Using libxml2 on Supercomputers Considered Harmful
I was blissfully unaware of a nasty bug in libxml2
and happily using it for my parallel simulated annealing code running on Beagle. That is, until last week when Beagle underwent a system upgrade and all of sudden my code start segfaulting. Upon inspecting the core dump, I was surprised to find out that it is xmlInitParser
, which is in turn called by xmlParseFile
that was causing the segmentation fault.
Since Beagle uses different systems for its head nodes and compute nodes, like many supercomputer systems do, my first intuition was that the libxml2 from the head nodes might be no longer work on compute nodes. If that was the case, simply compiling libxml2
from the source using the cross compiler should fix that. Unfortunately, it was not that simple. A freshly compiled libxml2
still causes segfaults.
A few googles later I landed at this bugzilla page. Basically libxml2
implicitly uses pthreads and somehow statically linking to it might cause the the code to segfault. Even worse, the maintainer refused to fix this bug citing “Static Linking Considered Harmful”.

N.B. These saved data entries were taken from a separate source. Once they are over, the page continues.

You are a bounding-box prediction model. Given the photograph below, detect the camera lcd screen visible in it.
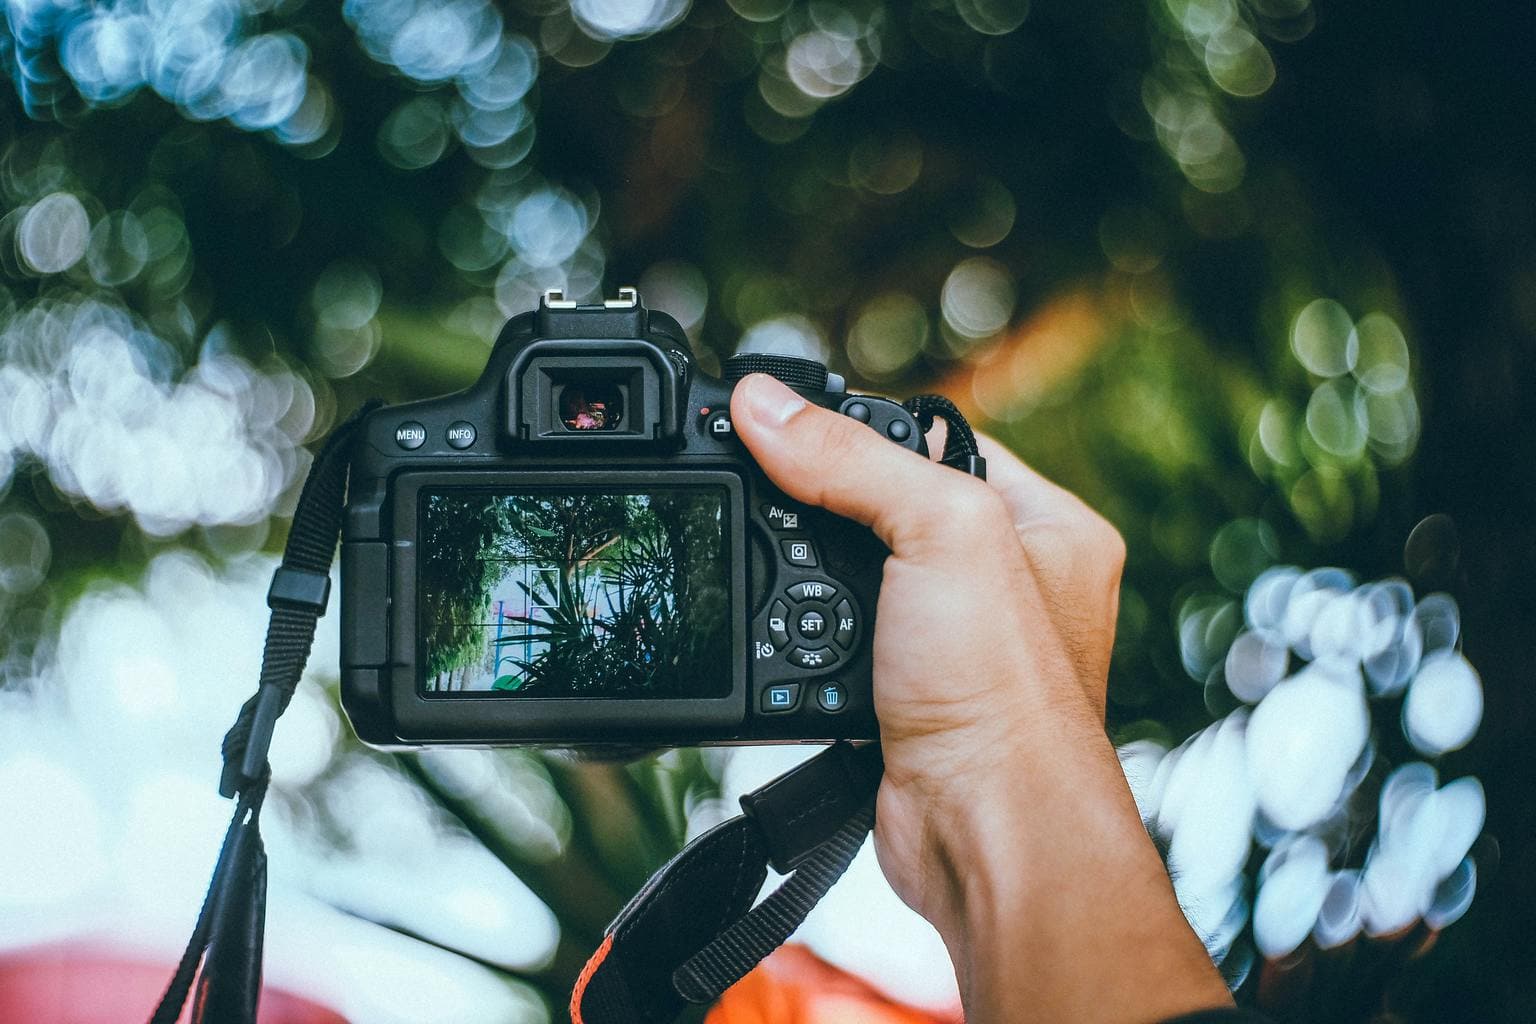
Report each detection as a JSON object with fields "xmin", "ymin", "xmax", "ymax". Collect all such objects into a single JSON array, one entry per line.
[{"xmin": 417, "ymin": 487, "xmax": 732, "ymax": 699}]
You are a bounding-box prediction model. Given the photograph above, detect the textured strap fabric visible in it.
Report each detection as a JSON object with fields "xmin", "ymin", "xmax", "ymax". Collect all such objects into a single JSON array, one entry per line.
[
  {"xmin": 220, "ymin": 400, "xmax": 380, "ymax": 799},
  {"xmin": 149, "ymin": 403, "xmax": 376, "ymax": 1024},
  {"xmin": 572, "ymin": 744, "xmax": 881, "ymax": 1024},
  {"xmin": 673, "ymin": 798, "xmax": 874, "ymax": 1002},
  {"xmin": 148, "ymin": 780, "xmax": 268, "ymax": 1024},
  {"xmin": 903, "ymin": 394, "xmax": 986, "ymax": 478}
]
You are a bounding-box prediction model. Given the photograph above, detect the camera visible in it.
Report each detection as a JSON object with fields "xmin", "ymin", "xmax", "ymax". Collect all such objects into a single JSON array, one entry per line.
[{"xmin": 339, "ymin": 288, "xmax": 928, "ymax": 747}]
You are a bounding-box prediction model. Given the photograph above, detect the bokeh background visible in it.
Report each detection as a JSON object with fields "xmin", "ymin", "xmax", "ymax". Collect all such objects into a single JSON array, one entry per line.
[{"xmin": 0, "ymin": 0, "xmax": 1532, "ymax": 1022}]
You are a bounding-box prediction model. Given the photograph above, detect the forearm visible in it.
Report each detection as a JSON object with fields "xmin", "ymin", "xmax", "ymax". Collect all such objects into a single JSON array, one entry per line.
[{"xmin": 912, "ymin": 726, "xmax": 1235, "ymax": 1024}]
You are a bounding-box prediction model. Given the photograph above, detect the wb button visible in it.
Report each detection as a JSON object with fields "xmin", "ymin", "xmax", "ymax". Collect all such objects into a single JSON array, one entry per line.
[{"xmin": 761, "ymin": 683, "xmax": 800, "ymax": 713}]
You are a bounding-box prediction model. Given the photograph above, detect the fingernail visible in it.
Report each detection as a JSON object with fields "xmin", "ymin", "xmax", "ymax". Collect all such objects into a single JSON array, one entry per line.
[{"xmin": 740, "ymin": 373, "xmax": 807, "ymax": 428}]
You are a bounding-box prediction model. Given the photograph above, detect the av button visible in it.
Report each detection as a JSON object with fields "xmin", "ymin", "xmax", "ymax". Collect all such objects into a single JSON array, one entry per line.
[
  {"xmin": 816, "ymin": 682, "xmax": 848, "ymax": 712},
  {"xmin": 395, "ymin": 421, "xmax": 427, "ymax": 450},
  {"xmin": 833, "ymin": 599, "xmax": 857, "ymax": 649},
  {"xmin": 762, "ymin": 684, "xmax": 800, "ymax": 713},
  {"xmin": 445, "ymin": 421, "xmax": 477, "ymax": 449},
  {"xmin": 762, "ymin": 504, "xmax": 804, "ymax": 530},
  {"xmin": 781, "ymin": 539, "xmax": 818, "ymax": 567},
  {"xmin": 787, "ymin": 646, "xmax": 839, "ymax": 670}
]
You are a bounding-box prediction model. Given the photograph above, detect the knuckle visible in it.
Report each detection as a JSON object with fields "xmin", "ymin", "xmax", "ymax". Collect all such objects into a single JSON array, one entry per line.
[
  {"xmin": 1097, "ymin": 518, "xmax": 1127, "ymax": 569},
  {"xmin": 935, "ymin": 479, "xmax": 1010, "ymax": 532}
]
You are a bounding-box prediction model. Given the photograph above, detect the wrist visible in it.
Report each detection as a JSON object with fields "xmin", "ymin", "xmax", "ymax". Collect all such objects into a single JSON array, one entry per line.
[{"xmin": 889, "ymin": 723, "xmax": 1235, "ymax": 1023}]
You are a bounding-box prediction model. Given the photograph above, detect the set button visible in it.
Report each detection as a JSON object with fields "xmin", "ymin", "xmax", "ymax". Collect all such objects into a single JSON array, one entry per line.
[{"xmin": 797, "ymin": 610, "xmax": 826, "ymax": 638}]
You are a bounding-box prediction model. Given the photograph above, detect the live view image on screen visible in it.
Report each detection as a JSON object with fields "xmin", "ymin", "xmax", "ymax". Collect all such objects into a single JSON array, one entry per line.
[{"xmin": 418, "ymin": 488, "xmax": 731, "ymax": 699}]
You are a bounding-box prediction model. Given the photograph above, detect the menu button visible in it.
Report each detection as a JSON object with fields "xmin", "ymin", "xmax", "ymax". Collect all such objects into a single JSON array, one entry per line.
[{"xmin": 395, "ymin": 422, "xmax": 427, "ymax": 450}]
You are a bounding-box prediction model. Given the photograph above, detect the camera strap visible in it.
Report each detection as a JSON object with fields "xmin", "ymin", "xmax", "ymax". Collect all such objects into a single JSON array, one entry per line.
[
  {"xmin": 149, "ymin": 394, "xmax": 982, "ymax": 1024},
  {"xmin": 147, "ymin": 400, "xmax": 380, "ymax": 1024},
  {"xmin": 571, "ymin": 741, "xmax": 882, "ymax": 1024}
]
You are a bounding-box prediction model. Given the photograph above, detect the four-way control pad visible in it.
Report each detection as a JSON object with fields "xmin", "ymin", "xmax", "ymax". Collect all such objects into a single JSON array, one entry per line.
[{"xmin": 757, "ymin": 571, "xmax": 862, "ymax": 714}]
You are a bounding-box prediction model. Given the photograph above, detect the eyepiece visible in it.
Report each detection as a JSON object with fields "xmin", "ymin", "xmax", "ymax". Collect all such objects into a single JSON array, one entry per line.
[{"xmin": 559, "ymin": 382, "xmax": 625, "ymax": 431}]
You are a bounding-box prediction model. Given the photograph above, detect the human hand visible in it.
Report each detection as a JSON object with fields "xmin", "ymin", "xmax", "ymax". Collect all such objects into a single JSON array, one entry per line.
[{"xmin": 731, "ymin": 374, "xmax": 1232, "ymax": 1024}]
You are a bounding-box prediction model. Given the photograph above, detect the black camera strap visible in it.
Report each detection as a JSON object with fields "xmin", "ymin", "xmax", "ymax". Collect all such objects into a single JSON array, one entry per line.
[
  {"xmin": 148, "ymin": 400, "xmax": 380, "ymax": 1024},
  {"xmin": 571, "ymin": 741, "xmax": 882, "ymax": 1024},
  {"xmin": 150, "ymin": 394, "xmax": 982, "ymax": 1024}
]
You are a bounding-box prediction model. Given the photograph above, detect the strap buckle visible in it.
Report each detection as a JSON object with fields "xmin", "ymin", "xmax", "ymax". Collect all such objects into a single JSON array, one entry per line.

It is this attitude, not the bug, that made me furious. Surely I understand it is usually a bad practice to statically link some library. But for many supercomputers, statically linking the library is the only viable option. By refusing to fix this bug, the fine people at Gnome simply ignored the constraint we are having in the scientific computing community.
In an ideal world where the bandwidth, IO, and storage are all infinitely abundant, certainly linking library dynamically would be the correct way to do things. However, many current supercomputers, like IBM BlueGene series or Cray XE series (on which Beagle is based) or newer, uses severely limited compute nodes in order to achieve maximal performance. These “nodes” usually don’t even have their own storage beyond the stripped down kernel in their firmware. Famously, the original IBM BlueGene/L model doesn’t even support fork
or system
calls on the compute node. The only real filesystem they can access is the network shared user filesystem. Hence, it is common practice for the vender to supply compilers that only produces statically linked binary.
That left me with little choice. Surely I can go down the rabbit hole and try to patch the libxml2 code myself, provided the patch attached in the ticket is still relevant 5 years later. But I guess that won’t be the best use of my time. Since their attitude left me a bitter taste, I’ll declare that using libxml2
on supercomputers considered harmful, and switch my XML parsing code entirely to boost::property_tree
. Yes, the code I’m working on contains both C and C++ code. Actually, it contains decades of work by multiple people but that will be a post for another day.